Dr. Bolin acknowledged that his review was limited because he did not actually examine the teeth of the patients whose charts he reviewed. Still, he said, he saw no reason not to expand the program into the continental United States. As long as therapists are properly trained and supervised, “they can be very effective at addressing the shortage of dental care,” he said.

The American Dental Association does not agree. It says it does not fear lower-cost competition but instead wants to protect patients from inadequately trained therapists, who may not be able to handle the emergencies, like uncontrolled bleeding, that sometimes occur during routine procedures.

“We need to come up with a better, safer solution,” said Dr. Mark J. Feldman, the A.D.A.’s president, who argues that the program has not been adequately studied. Instead of therapists, the A.D.A. is promoting an effort that would train community health aides to help poor people find dentists. The new program will begin this fall, training 18 aides nationwide, according to Dr. Amid I. Ismail, a professor at the school of dentistry at the University of Michigan who has worked with the A.D.A. to devise the program.

Dr. Ismail said the aides would perform triage, determining which patients needed dentists immediately. They will then help the patients make and keep appointments.

For patients who have cavities but whose teeth are not abscessed or otherwise in need of immediate repair or removal, the aides will be trained to apply a temporary fluoride sealant that will slow the rate of decay, Dr. Ismail said. The sealant is an “interim solution,” he said.

But the aides will not be trained to drill and fill teeth. In the long run, the only way to improve dental health is encourage people to take better care of their teeth, Dr. Ismail said.

“I’m not in favor of training just to fill teeth, because a solution of filling teeth is not going to reduce disease,” he said. “The patients will go home, and they will drink six cans of soda a day, and they will come back with more cavities.”

But the therapists and their supporters say the A.D.A.’s program will do little to solve the overall problem of access for people who have untreated cavities and cannot afford to pay the fees that dentists charge — because there simply are not enough dentists who will take Medicaid patients or provide low-cost treatment for patients who cannot afford more.

Since 1990, the number of private dentists has remained roughly flat, at 150,000, even as the United States population has increased 22 percent.

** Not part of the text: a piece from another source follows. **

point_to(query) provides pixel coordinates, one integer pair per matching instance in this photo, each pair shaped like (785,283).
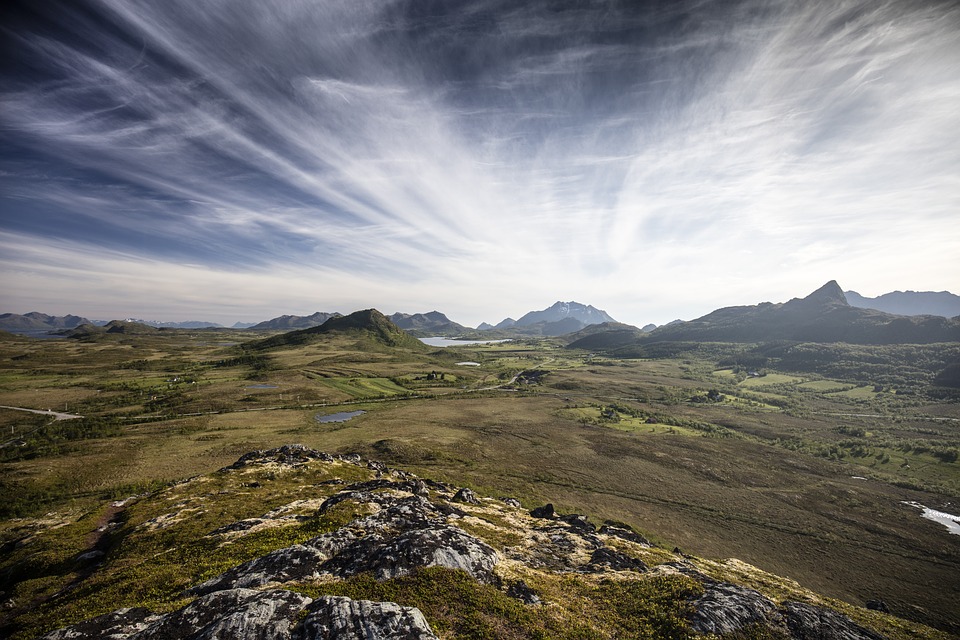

As a result, dentists can easily fill their appointment books without seeing people who cannot meet their fees, and patients who have decayed teeth are suffering needlessly, said Tammy Guido, 50, who is one of seven students now training in Anchorage to become a therapist.

“We’re meeting a need that is not being met,” Ms. Guido said.

Alaskan tribal organizations sponsor Ms. Guido and the other students in Anchorage for the program. To be accepted, students must have a high school diploma or equivalency degree; for the newest class, 7 of 18 candidates were accepted.

In interviews, the students in this year’s class all said they were enthusiastic about the chance to serve communities that have little access to care. All seven had quit full-time jobs and must now get by on a $750 monthly stipend during the two years of training.

“Anybody who’s ever had a toothache can tell you it hurts,” said Ben Steward, 24, the only man in this year’s class. “But talk to someone who’s had a toothache for a year.”